Orthostatic Proteinuria: This condition is the most common cause of isolated proteinuria in children and adolescents, characterized by the presence of protein in the urine when the patient is upright, which disappears when the patient is recumbent. It is usually a benign condition.

Urinary Tract Infection (UTI): Bacterial infections of the urinary tract can cause proteinuria due to inflammation and damage to the renal parenchyma or the urinary collecting system.
Nephrotic Syndrome: Although less common in children than in adults, nephrotic syndrome can present with significant proteinuria, often accompanied by hypoalbuminemia, hyperlipidemia, and edema.
Glomerulonephritis: Various forms of glomerulonephritis, such as post-streptococcal glomerulonephritis, can cause proteinuria due to immune-mediated damage to the glomeruli.

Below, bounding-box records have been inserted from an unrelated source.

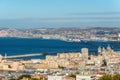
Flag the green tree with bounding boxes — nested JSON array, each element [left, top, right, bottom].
[[113, 74, 120, 80], [99, 74, 114, 80], [17, 74, 31, 80]]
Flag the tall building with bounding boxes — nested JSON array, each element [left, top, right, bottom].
[[81, 48, 88, 60], [98, 46, 102, 55]]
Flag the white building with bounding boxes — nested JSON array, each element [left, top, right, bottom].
[[48, 76, 64, 80], [76, 75, 95, 80]]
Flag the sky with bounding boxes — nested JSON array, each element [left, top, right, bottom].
[[0, 0, 120, 28]]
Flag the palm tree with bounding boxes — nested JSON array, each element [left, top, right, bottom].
[[99, 74, 114, 80]]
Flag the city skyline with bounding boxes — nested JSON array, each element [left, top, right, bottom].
[[0, 0, 120, 28]]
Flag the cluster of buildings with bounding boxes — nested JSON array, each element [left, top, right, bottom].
[[0, 46, 120, 80]]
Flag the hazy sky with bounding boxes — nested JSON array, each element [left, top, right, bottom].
[[0, 0, 120, 28]]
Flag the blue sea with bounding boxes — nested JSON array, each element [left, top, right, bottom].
[[0, 37, 120, 59]]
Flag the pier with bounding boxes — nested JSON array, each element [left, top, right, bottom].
[[4, 53, 43, 58]]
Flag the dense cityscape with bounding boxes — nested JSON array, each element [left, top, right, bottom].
[[0, 46, 120, 80], [0, 0, 120, 80]]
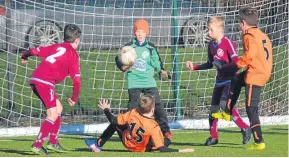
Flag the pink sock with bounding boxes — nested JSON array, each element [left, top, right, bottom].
[[232, 108, 249, 129], [49, 115, 61, 144], [210, 119, 219, 139], [33, 119, 54, 148]]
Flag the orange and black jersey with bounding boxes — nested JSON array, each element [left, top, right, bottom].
[[104, 109, 178, 152], [237, 27, 273, 86]]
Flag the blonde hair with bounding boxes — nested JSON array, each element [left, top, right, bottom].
[[209, 16, 224, 28], [239, 7, 258, 26], [138, 94, 155, 114]]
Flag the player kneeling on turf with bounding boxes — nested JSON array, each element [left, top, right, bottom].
[[85, 96, 195, 152]]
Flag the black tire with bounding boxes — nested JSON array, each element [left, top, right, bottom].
[[24, 20, 63, 48]]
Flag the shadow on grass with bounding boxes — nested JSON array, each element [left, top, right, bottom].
[[0, 149, 37, 156], [73, 148, 130, 152]]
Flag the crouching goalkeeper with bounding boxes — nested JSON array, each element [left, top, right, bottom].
[[85, 96, 194, 152]]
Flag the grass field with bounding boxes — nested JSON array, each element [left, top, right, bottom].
[[0, 125, 288, 157], [0, 45, 288, 123]]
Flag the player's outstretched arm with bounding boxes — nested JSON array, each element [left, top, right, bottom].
[[98, 99, 117, 124], [186, 47, 214, 71]]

Diabetic Nephropathy: Early detection of diabetes mellitus and its renal complications is crucial. Proteinuria can be an early sign of diabetic nephropathy, even in the absence of overt diabetes symptoms.
Alport Syndrome: A genetic disorder characterized by glomerulonephritis, end-stage kidney disease, and hearing loss. Early diagnosis is critical for managing the disease and its complications.

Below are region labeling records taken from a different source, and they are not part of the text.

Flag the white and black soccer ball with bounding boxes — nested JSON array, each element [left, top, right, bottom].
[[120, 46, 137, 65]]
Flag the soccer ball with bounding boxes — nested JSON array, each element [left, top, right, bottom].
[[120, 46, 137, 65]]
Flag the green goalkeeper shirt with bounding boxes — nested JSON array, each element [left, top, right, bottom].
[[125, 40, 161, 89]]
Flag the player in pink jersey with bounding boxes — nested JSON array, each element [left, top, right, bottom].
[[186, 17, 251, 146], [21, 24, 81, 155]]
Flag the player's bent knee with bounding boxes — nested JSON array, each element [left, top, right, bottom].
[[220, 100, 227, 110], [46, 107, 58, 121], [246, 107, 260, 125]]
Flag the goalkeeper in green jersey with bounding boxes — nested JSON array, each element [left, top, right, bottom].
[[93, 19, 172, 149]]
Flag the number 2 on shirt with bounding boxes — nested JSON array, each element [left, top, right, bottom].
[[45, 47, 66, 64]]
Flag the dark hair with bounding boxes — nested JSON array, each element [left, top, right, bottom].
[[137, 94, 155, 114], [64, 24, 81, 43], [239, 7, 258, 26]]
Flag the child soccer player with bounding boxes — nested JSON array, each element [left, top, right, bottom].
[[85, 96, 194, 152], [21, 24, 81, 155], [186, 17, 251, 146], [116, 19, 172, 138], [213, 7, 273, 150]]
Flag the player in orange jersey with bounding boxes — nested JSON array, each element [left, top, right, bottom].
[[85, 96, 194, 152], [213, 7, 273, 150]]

Systemic Lupus Erythematosus (SLE): SLE can cause renal involvement, including proteinuria, and is a condition that requires prompt diagnosis and treatment to prevent long-term organ damage.

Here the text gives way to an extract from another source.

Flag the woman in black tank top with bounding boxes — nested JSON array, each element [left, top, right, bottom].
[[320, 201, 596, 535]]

Amyloidosis: A condition characterized by the deposition of amyloid proteins in various tissues, including the kidneys, leading to proteinuria and renal failure.
Fabry Disease: A genetic disorder due to the deficiency of alpha-Galactosidase A, leading to the accumulation of globotriaosylceramide in various cells, including renal cells, causing proteinuria and renal failure.
Membranoproliferative Glomerulonephritis: A rare form of glomerulonephritis that can cause proteinuria and renal dysfunction, often associated with complement system abnormalities.